Health care grumbles

WRITTEN BY JOHN DABBS

It is not a real estate topic, but it is a real issue for us all. Obamacare may suck for some and suit others, and Trump’s plan would have done likewise. But something is fundamentally wrong with the health care plan, the proposals and the structure it works in.

I write this from the perspective of a naturalized citizen of this country who found a legal way through the invisible wall to make a new life. I come from a third world country at the end of the alphabet and the bottom of the food chain, where the currency collapsed in 2008 without having anything to do with what we experienced here in the US. Pictured below is a bank not that was worth about US$10 back when it was printed. Later that day it was worth about US$1! At its worst, inflation was estimated to be in the billion-percent range.

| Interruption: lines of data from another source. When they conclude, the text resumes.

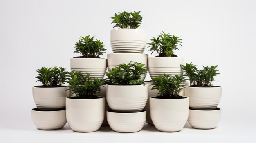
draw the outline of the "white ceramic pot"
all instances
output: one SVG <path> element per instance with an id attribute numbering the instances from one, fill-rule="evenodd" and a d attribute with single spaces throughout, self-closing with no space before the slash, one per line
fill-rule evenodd
<path id="1" fill-rule="evenodd" d="M 108 54 L 108 68 L 112 69 L 116 66 L 124 63 L 127 64 L 131 61 L 141 63 L 148 68 L 148 55 L 136 53 L 117 53 Z M 142 80 L 146 75 L 141 75 Z"/>
<path id="2" fill-rule="evenodd" d="M 106 96 L 109 107 L 119 112 L 141 111 L 148 99 L 148 85 L 107 85 Z"/>
<path id="3" fill-rule="evenodd" d="M 217 126 L 221 116 L 221 110 L 218 108 L 212 110 L 190 109 L 188 121 L 194 128 L 210 129 Z"/>
<path id="4" fill-rule="evenodd" d="M 159 93 L 158 90 L 156 89 L 151 90 L 152 87 L 153 86 L 151 85 L 153 83 L 150 81 L 145 81 L 145 84 L 147 84 L 148 86 L 148 100 L 147 101 L 147 103 L 145 106 L 145 110 L 147 111 L 147 116 L 146 119 L 146 122 L 148 124 L 150 125 L 154 125 L 152 120 L 151 120 L 151 117 L 150 116 L 150 110 L 149 108 L 149 98 L 150 97 L 153 96 L 157 96 L 157 94 Z"/>
<path id="5" fill-rule="evenodd" d="M 66 97 L 69 95 L 67 86 L 32 88 L 33 97 L 40 109 L 52 110 L 65 107 Z"/>
<path id="6" fill-rule="evenodd" d="M 90 73 L 90 76 L 101 79 L 107 70 L 107 59 L 74 58 L 70 59 L 71 70 Z"/>
<path id="7" fill-rule="evenodd" d="M 143 53 L 147 43 L 147 31 L 134 29 L 110 31 L 110 44 L 114 53 Z"/>
<path id="8" fill-rule="evenodd" d="M 101 87 L 101 90 L 99 93 L 96 93 L 95 95 L 98 96 L 101 96 L 102 97 L 106 97 L 106 85 L 103 85 L 103 87 Z M 104 121 L 103 121 L 103 123 L 102 123 L 102 125 L 101 125 L 101 127 L 104 127 L 108 126 L 108 121 L 107 121 L 107 111 L 110 109 L 109 106 L 108 106 L 108 103 L 107 103 L 107 100 L 105 99 L 105 115 L 104 116 Z"/>
<path id="9" fill-rule="evenodd" d="M 31 110 L 32 121 L 38 129 L 51 130 L 63 128 L 67 123 L 66 110 Z"/>
<path id="10" fill-rule="evenodd" d="M 184 64 L 184 58 L 179 57 L 152 57 L 148 58 L 148 71 L 151 78 L 164 73 L 181 75 L 180 65 Z"/>
<path id="11" fill-rule="evenodd" d="M 189 107 L 194 109 L 215 109 L 221 97 L 222 87 L 195 87 L 186 86 L 186 96 L 189 97 Z"/>
<path id="12" fill-rule="evenodd" d="M 189 117 L 189 97 L 179 99 L 150 98 L 150 114 L 155 128 L 166 132 L 179 131 Z"/>
<path id="13" fill-rule="evenodd" d="M 92 132 L 99 130 L 104 120 L 105 100 L 105 97 L 67 98 L 67 121 L 71 129 L 78 132 Z"/>
<path id="14" fill-rule="evenodd" d="M 107 118 L 110 126 L 115 132 L 134 132 L 141 130 L 146 121 L 146 111 L 133 113 L 119 113 L 109 110 Z"/>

Things actually got worse and a One Hundred Trillion Dollar Note entered circulation but now things have improved and the note above can be purchased as a curio for about a dollar in the local flea markets!

But, despite this debacle, I can relate a few positive anecdotes of the health care system out there. My elderly parents’ circumstances provided me with the material.

My father had eye surgery and the cost to him was the frame for a new pair of glasses.

Last year my mother was rushed to the ER clinic by ambulance at midnight and spent three days in the Intensive Care unit. Total out-of pocket expenses: US$200 to the doctor.

Last month she was put on a regime of Xarelto. One month’s supply purchased there, including tax is US$130. I checked two suppliers here for prices without any insurance cover: USD330 a month and US$440. It should be the other way around.

It is not the doctors milking us here, it is the sponge of large pharma and insurance companies endemic to the system, I would speculate.

BTW, the cost of my mother’s insurance is US$62 a month. “Not sustainable” I hear you say but it has been in place since 1980, and before, and survived the currency crisis noted above. It should be a walk in the park for us, then, to get something going.